Вернемся к нашей теме. Говоря “я обещаю”, я оставляю первоначально данное мне языком “я” и превращаюсь в субъект, у которого, строго говоря, никакого “я” нет, а есть (или может быть) неопределенное количество его символических заместителей (“я гражданин”, “я муж”, “я любовник”, “я автор”, “я читатель” и т.п.). Поэтому, суверенность любого субъекта, а другой суверенности, помимо субъективной, у нас нет, состоит из множества символических или, как сказал бы Лакан, маленьких “я”, имеющих разный онтологический коэффициент и создающих реальность инаковости во мне. Будучи суверенным, я остаюсь постоянно инаковым; это означает, что я пребываю в постоянном соблазне приобретения дополнительной реальности, большего онтологического коэффициента, маркирующего мое присутствие в мире. Хотя бы лишь отчасти расставшись со своим “я”, субъект представляет разомкнутую сингурярность, которая то и дело выскакивает за свои пределы, переделывается, надстраивается, меняется и которая не может закончится; эта сингулярность никогда не может придти к своему тотальному финалу, то есть полностью идентифицировать себя с присутствием. В этой открытости субъекта заключается его невозможность сбыться, быть до конца реальным; другими словами, окончательно преодолеть свою изначальную “я-данность”. Забегая вперед, отметим, что охвативший собой полмира и до сих пор плохо оцененный соблазн тоталитаризма, в частности, советского типа, состоял именно в этом: он, как никакой другой политический режим, давал человеку иллюзию такого преодоления, преодоления его изначальной данности. Тоталитаризм обещал (подчеркнем это слово) избавление от всех недостатков, которыми обладает и может обладать “я”, он обещал создать субъект, реальность которого была бы тождественна или даже вытеснила бы реальность мира, он обещал отменить все изначальные данности, которые, с его точки зрения, являлись исторически неполноценными.

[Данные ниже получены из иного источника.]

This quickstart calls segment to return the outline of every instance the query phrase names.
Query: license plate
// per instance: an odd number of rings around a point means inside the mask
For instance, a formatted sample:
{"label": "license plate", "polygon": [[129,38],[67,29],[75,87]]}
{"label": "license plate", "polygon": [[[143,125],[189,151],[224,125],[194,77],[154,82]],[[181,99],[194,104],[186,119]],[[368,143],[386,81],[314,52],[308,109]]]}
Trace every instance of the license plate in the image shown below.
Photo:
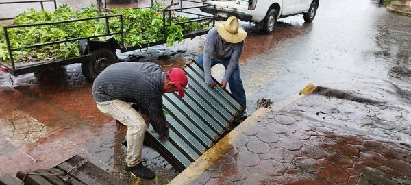
{"label": "license plate", "polygon": [[223,18],[227,18],[227,17],[228,16],[228,13],[227,13],[227,12],[219,12],[217,13],[217,16],[221,16],[221,17],[223,17]]}

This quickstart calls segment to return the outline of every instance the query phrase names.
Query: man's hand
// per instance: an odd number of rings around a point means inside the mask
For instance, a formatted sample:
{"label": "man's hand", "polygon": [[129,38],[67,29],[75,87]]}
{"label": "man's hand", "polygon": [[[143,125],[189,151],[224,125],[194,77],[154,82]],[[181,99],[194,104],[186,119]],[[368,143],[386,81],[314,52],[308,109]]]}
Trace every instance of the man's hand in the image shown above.
{"label": "man's hand", "polygon": [[144,121],[146,123],[147,127],[150,126],[150,117],[146,114],[142,114]]}
{"label": "man's hand", "polygon": [[225,82],[224,80],[221,81],[221,87],[222,88],[225,88],[225,86],[227,86],[227,82]]}
{"label": "man's hand", "polygon": [[214,82],[212,82],[211,84],[208,84],[208,86],[210,88],[214,88],[214,86],[216,86],[217,84],[216,84],[216,83]]}
{"label": "man's hand", "polygon": [[170,137],[167,135],[162,135],[161,138],[165,140],[170,140]]}

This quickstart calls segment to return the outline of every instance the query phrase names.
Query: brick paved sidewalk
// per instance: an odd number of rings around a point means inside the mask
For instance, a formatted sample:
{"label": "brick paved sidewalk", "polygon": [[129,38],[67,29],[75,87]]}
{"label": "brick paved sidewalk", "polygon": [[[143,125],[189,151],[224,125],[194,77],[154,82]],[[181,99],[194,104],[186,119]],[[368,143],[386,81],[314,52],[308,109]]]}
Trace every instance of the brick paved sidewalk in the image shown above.
{"label": "brick paved sidewalk", "polygon": [[390,83],[362,86],[259,109],[170,184],[357,184],[363,171],[411,183],[409,100]]}

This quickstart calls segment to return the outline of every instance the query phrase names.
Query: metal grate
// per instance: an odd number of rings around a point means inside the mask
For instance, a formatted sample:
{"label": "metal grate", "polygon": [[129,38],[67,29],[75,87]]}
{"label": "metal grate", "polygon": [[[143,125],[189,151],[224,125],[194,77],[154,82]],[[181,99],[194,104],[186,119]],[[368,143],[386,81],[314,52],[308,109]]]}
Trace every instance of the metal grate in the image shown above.
{"label": "metal grate", "polygon": [[183,69],[189,84],[184,98],[176,93],[163,95],[163,108],[169,112],[166,119],[170,140],[159,140],[151,127],[145,134],[146,141],[179,171],[216,143],[242,109],[225,89],[209,88],[203,70],[196,63]]}

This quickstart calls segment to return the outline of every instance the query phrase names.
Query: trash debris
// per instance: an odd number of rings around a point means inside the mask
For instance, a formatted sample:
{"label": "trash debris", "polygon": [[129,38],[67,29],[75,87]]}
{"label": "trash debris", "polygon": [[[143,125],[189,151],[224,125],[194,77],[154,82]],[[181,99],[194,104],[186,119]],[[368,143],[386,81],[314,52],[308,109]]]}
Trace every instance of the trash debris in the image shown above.
{"label": "trash debris", "polygon": [[271,101],[269,99],[259,99],[257,100],[257,101],[256,102],[256,108],[271,108],[271,106],[273,105],[273,101]]}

Обещание не только перформативный акт высказывания, это не только некое сингулярное суждение, всегда исходящее от первого лица и всегда ему принадлежащее; если подойти к этому с неформальной стороны, то окажется, что это еще и способ самоидентификации субъекта, его непосредственного занесения в определенную эмпирическую серию, которую можно было бы назвать “серией садистских соблазнов”. Будучи внесенным в такую серию, субъекту гарантируется его доля бытия всеобщего, на которую он претендует с самого начала выхода из своего “я”. И понятно: чем эта доля больше, тем онтологически значительнее сам субъект, тем меньше в нем остается от “я”. В качестве серийного, и только в этом качестве, субъект получает право на суверенность, право на обладание своим местом в присутствии, возможность конституировать субъективность, обещать и ожидать исполнения обещания от других. Словом, субъект как субъект исполняется только в серии. В эту серию, повторим, субъект вносится не иначе, как при помощи обещания.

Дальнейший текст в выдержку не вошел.